3.4.2. Ag-Cu-Co Trimetallic Nanoparticle Activates Apoptotic Factors in C. auris

The results revealed that the exposure with nanoparticle and H2O2 caused an increased cytosolic Cytochrome c and a decreased mitochondrial Cytochrome c level compared to untreated control (Figure 7A,B). A concentration-dependent release of Cytochrome c was recorded after exposure of C. auris with Ag-Cu-Co trimetallic nanoparticle. The cytosolic and mitochondrial Cytochrome c in untreated negative control was considered as 1.0. The average relative values in positive control cells were 1.27 and 0.76 for cytosolic and mitochondrial Cytochrome c, respectively. The C. auris cells exposed to nanoparticles MFC value showed maximum discharge of Cytochrome c from mitochondria, with relative values for mitochondrial cytosolic Cytochrome c recorded as 0.78 and 1.23, respectively.
Similarly, the relative values for mitochondrial and cytosolic Cytochrome c after exposure to MIC values were recorded as 0.95 and 1.14, respectively. However, at ½ MIC of nanoparticles, these values for mitochondrial and cytosolic Cytochrome c were almost equal to that of the negative control. Apoptotic pathways are controlled by Cytochrome c. It is the center for electron transfer from complex III to IV in mitochondria. Therefore, its discharge is considered a gauge for the electron transport chain [57]. Thus, these results depicted that Ag-Cu-Co trimetallic nanoparticle caused the release of Cytochrome c from the mitochondria and cytosol, directly affecting the electron transport chain in these cells. Hence, the nanoparticle exposure resulted in mitochondrial membrane depolarization in C. auris cells, followed by the bleeding of Cytochrome c into cytosol and finally activating yeast metacaspase Yca1p (ortholog of mammalian caspases and known to play a crucial role in yeast apoptosis). Activation of Yca1p, in turn, can trigger the caspase cascade mediated apoptosis in C. auris. This sequence of events is most commonly reported during apoptosis in yeast cells [58]. As noted elsewhere, hibicuslide c [59], coumarin (1,2-benzopyrone) [45] and eugenol tosylate congeners [46] also exerted anti-Candida activity against C. albicans by inducing cellular apoptosis, which was mainly due to mitochondrial dysfunction and discharging Cytochrome c to the cytosol. Even though these nanoparticles are structurally different from Ag-Cu-Co trimetallic nanoparticles, mitochondrial membrane depolarization results are inconsistent with these findings.

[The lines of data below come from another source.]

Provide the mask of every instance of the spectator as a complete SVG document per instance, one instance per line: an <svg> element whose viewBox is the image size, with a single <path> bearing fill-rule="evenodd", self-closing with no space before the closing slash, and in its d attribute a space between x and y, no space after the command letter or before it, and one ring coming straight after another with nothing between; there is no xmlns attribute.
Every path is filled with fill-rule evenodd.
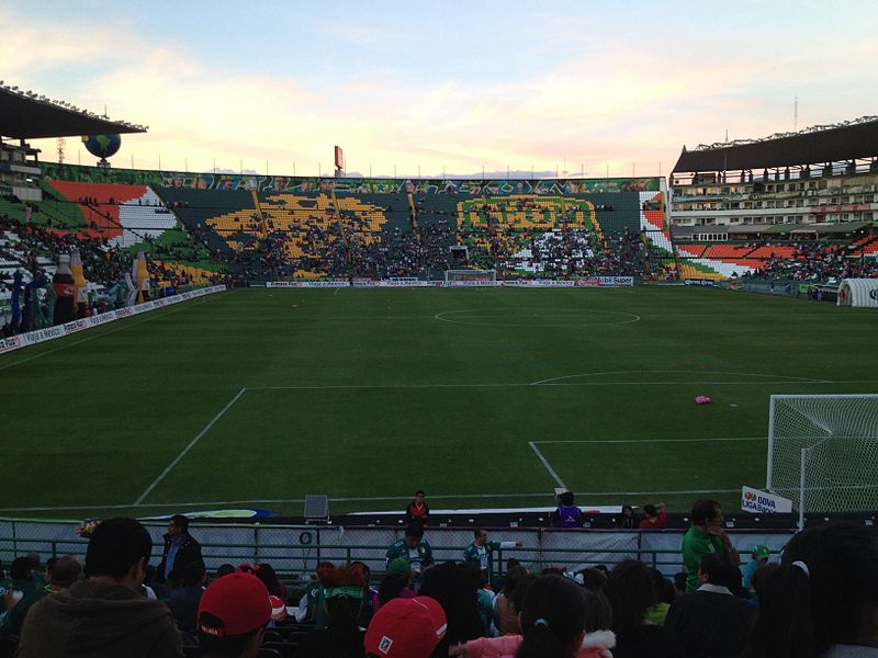
<svg viewBox="0 0 878 658"><path fill-rule="evenodd" d="M198 632L199 602L204 593L206 579L204 563L191 561L183 569L181 587L172 589L168 597L168 608L171 609L173 620L181 631L193 634Z"/></svg>
<svg viewBox="0 0 878 658"><path fill-rule="evenodd" d="M656 626L646 619L656 595L646 565L626 559L609 574L607 599L612 606L612 631L616 633L614 658L679 658L682 643L672 628Z"/></svg>
<svg viewBox="0 0 878 658"><path fill-rule="evenodd" d="M252 574L224 576L204 590L198 620L202 658L256 658L271 620L268 589Z"/></svg>
<svg viewBox="0 0 878 658"><path fill-rule="evenodd" d="M677 631L686 658L731 658L744 648L752 611L729 589L736 570L724 555L708 553L698 568L701 586L671 605L665 625Z"/></svg>
<svg viewBox="0 0 878 658"><path fill-rule="evenodd" d="M302 637L297 658L358 658L363 656L363 631L358 620L365 579L357 567L327 567L319 572L326 588L326 627Z"/></svg>
<svg viewBox="0 0 878 658"><path fill-rule="evenodd" d="M223 563L218 567L216 567L216 578L222 578L223 576L228 576L229 574L235 572L235 565L230 565L228 563Z"/></svg>
<svg viewBox="0 0 878 658"><path fill-rule="evenodd" d="M447 628L446 613L435 599L394 599L369 625L365 654L369 658L429 658Z"/></svg>
<svg viewBox="0 0 878 658"><path fill-rule="evenodd" d="M622 506L622 513L618 519L619 527L634 529L638 526L638 518L634 515L634 508L630 504Z"/></svg>
<svg viewBox="0 0 878 658"><path fill-rule="evenodd" d="M412 565L404 557L397 557L387 565L387 572L381 579L378 597L374 602L374 612L393 599L414 599L415 591L412 586Z"/></svg>
<svg viewBox="0 0 878 658"><path fill-rule="evenodd" d="M36 582L33 559L16 557L9 569L10 580L3 583L3 612L0 614L0 635L19 635L31 606L46 595Z"/></svg>
<svg viewBox="0 0 878 658"><path fill-rule="evenodd" d="M667 525L667 506L664 502L643 506L643 519L640 520L640 530L658 530Z"/></svg>
<svg viewBox="0 0 878 658"><path fill-rule="evenodd" d="M732 566L741 564L738 551L722 529L722 510L716 500L702 498L693 504L691 526L683 536L683 564L686 566L686 591L698 589L698 567L708 553L727 555Z"/></svg>
<svg viewBox="0 0 878 658"><path fill-rule="evenodd" d="M426 494L421 489L415 491L415 498L412 499L412 502L405 508L406 523L419 521L421 525L427 525L427 522L430 520L430 508L425 502L425 497Z"/></svg>
<svg viewBox="0 0 878 658"><path fill-rule="evenodd" d="M772 557L772 552L765 544L756 544L756 547L753 548L753 553L750 555L753 559L744 565L744 568L741 570L741 586L746 590L751 589L753 574L756 572L756 569L768 563L768 558Z"/></svg>
<svg viewBox="0 0 878 658"><path fill-rule="evenodd" d="M549 521L555 527L582 527L583 511L574 504L572 491L564 491L558 497L558 508L550 514Z"/></svg>
<svg viewBox="0 0 878 658"><path fill-rule="evenodd" d="M254 576L264 583L269 594L278 597L281 601L286 600L286 587L278 578L274 567L266 563L257 565L254 568Z"/></svg>
<svg viewBox="0 0 878 658"><path fill-rule="evenodd" d="M650 567L650 575L652 576L652 586L653 590L655 590L656 603L650 608L650 611L646 613L646 619L656 626L664 626L667 611L671 610L671 604L676 599L674 583L665 578L658 569Z"/></svg>
<svg viewBox="0 0 878 658"><path fill-rule="evenodd" d="M439 601L448 620L446 642L454 645L484 633L479 614L479 581L471 567L444 563L424 574L420 595Z"/></svg>
<svg viewBox="0 0 878 658"><path fill-rule="evenodd" d="M603 566L603 565L601 565ZM583 587L597 594L604 592L607 587L607 568L598 569L596 567L588 567L579 571L583 577Z"/></svg>
<svg viewBox="0 0 878 658"><path fill-rule="evenodd" d="M686 579L688 578L686 571L677 571L674 574L674 598L679 599L686 593Z"/></svg>
<svg viewBox="0 0 878 658"><path fill-rule="evenodd" d="M165 534L165 548L158 565L156 582L167 582L172 586L175 579L182 578L185 566L196 560L203 561L201 544L189 534L189 519L183 514L175 514Z"/></svg>
<svg viewBox="0 0 878 658"><path fill-rule="evenodd" d="M423 569L432 565L432 548L424 540L424 525L416 521L409 523L405 529L405 536L387 548L386 561L389 565L399 557L408 560L416 577Z"/></svg>
<svg viewBox="0 0 878 658"><path fill-rule="evenodd" d="M134 519L110 519L92 533L86 580L38 601L21 633L21 658L182 656L167 605L140 594L149 533Z"/></svg>
<svg viewBox="0 0 878 658"><path fill-rule="evenodd" d="M483 637L451 647L449 656L487 658L611 658L615 645L609 604L563 576L534 578L521 601L521 634Z"/></svg>
<svg viewBox="0 0 878 658"><path fill-rule="evenodd" d="M330 561L322 561L317 564L314 578L315 583L305 592L305 595L299 600L299 608L295 611L295 621L300 624L311 623L315 628L323 628L326 626L326 605L324 605L324 587L319 580L320 569L335 567Z"/></svg>
<svg viewBox="0 0 878 658"><path fill-rule="evenodd" d="M463 549L463 561L476 565L488 582L494 574L494 552L522 546L521 542L488 542L487 531L483 527L476 527L473 536L473 543Z"/></svg>
<svg viewBox="0 0 878 658"><path fill-rule="evenodd" d="M519 583L529 575L525 567L513 567L506 572L503 591L494 599L494 626L500 635L521 633L518 609L514 600Z"/></svg>
<svg viewBox="0 0 878 658"><path fill-rule="evenodd" d="M378 590L370 583L372 569L370 569L365 563L356 560L350 563L350 566L353 569L359 569L363 576L363 606L360 610L360 626L367 628L369 626L369 622L372 621L372 615L375 614Z"/></svg>
<svg viewBox="0 0 878 658"><path fill-rule="evenodd" d="M82 564L76 555L65 555L57 558L52 563L50 569L48 568L48 563L46 563L46 570L48 576L47 587L50 593L70 589L76 581L82 579Z"/></svg>
<svg viewBox="0 0 878 658"><path fill-rule="evenodd" d="M878 654L878 533L860 523L810 527L759 583L748 658Z"/></svg>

3.4.3. Ag-Cu-Co Trimetallic Nanoparticles Trigger PS Externalization in C. auris

PS externalization is the most studied apoptotic marker in yeast cells. In this study, a double staining method (Annexin V and PI) was employed to observe PS externalization in C. auris MRL6057 cells. The PI validates the membrane integrity of the C. auris cells while Annexin V stains exposed PS, allowing differentiation between apoptotic, late apoptotic and necrotic cells. After exposure of cells to ½ MIC, MIC and MFC values of Ag-Cu-Co trimetallic nanoparticle, the percentage of cells in the Q1 (Annexin V/PI+), Q2 (Annexin V+/PI+) and Q3 (Annexin V+/PI) quadrants has increased. In contrast, in the Q4 (Annexin V/PI) quadrant, the percentage of live cells has decreased significantly (Figure 8). Table 3 represents the percentage of cells present in different quadrants of the quadrant dot plot. In the negative control (untreated cells), the cell population (98.8%) was confined to Q4, representing viable cells in the sample. Whereas, in positive control cell population was distributed in all the quadrants (30.7%, Q1; 57.2%, Q2; 2.21% Q3 and 9.89%, Q4), suggesting exposure of 10 mM H2O2 mainly results in late apoptosis in C. auris cells. Higher concentrations of the nanoparticle resulted in a higher percentage of cells confined to Q1, Q2 and Q3. In contrast, a decrease in cell percentage was observed in Q4, revealing that the nanoparticle-induced apoptosis in C. auris. Furthermore, results also depicted that cells exposed to the nanoparticles sub-inhibitory concentrations showed early apoptosis. In contrast, late apoptosis was observed when cells were exposed to higher concentrations (MIC and MFC) of the Ag-Cu-Co trimetallic nanoparticle.
PS externalization is considered as an indication of early apoptosis in fungi [45]. Our results are in accordance with former findings where antifungal compounds were responsible for yeast cell membrane damage and induced apoptosis in Candida spp. Naphthofuranquinones compounds exhibited antifungal activity against azole-resistant Candida spp., as they exert toxicity by damaging the plasma membrane, depolarization of the mitochondrial membrane and DNA damage [60]. Carvacrol, a monoterpene phenol, resulted in plasma membrane depolarization and an association with apoptosis and DNA fragmentation in C. albicans [61]. Synthetic MCh-AMP1, a peptide, was also reported to damage the plasma membrane by increasing its permeability, induced potassium leakage and ROS production in C. albicans [62]. The results in this study revealed that growth inhibition of C. auris by Ag-Cu-Co trimetallic nanoparticle is directly linked to apoptosis.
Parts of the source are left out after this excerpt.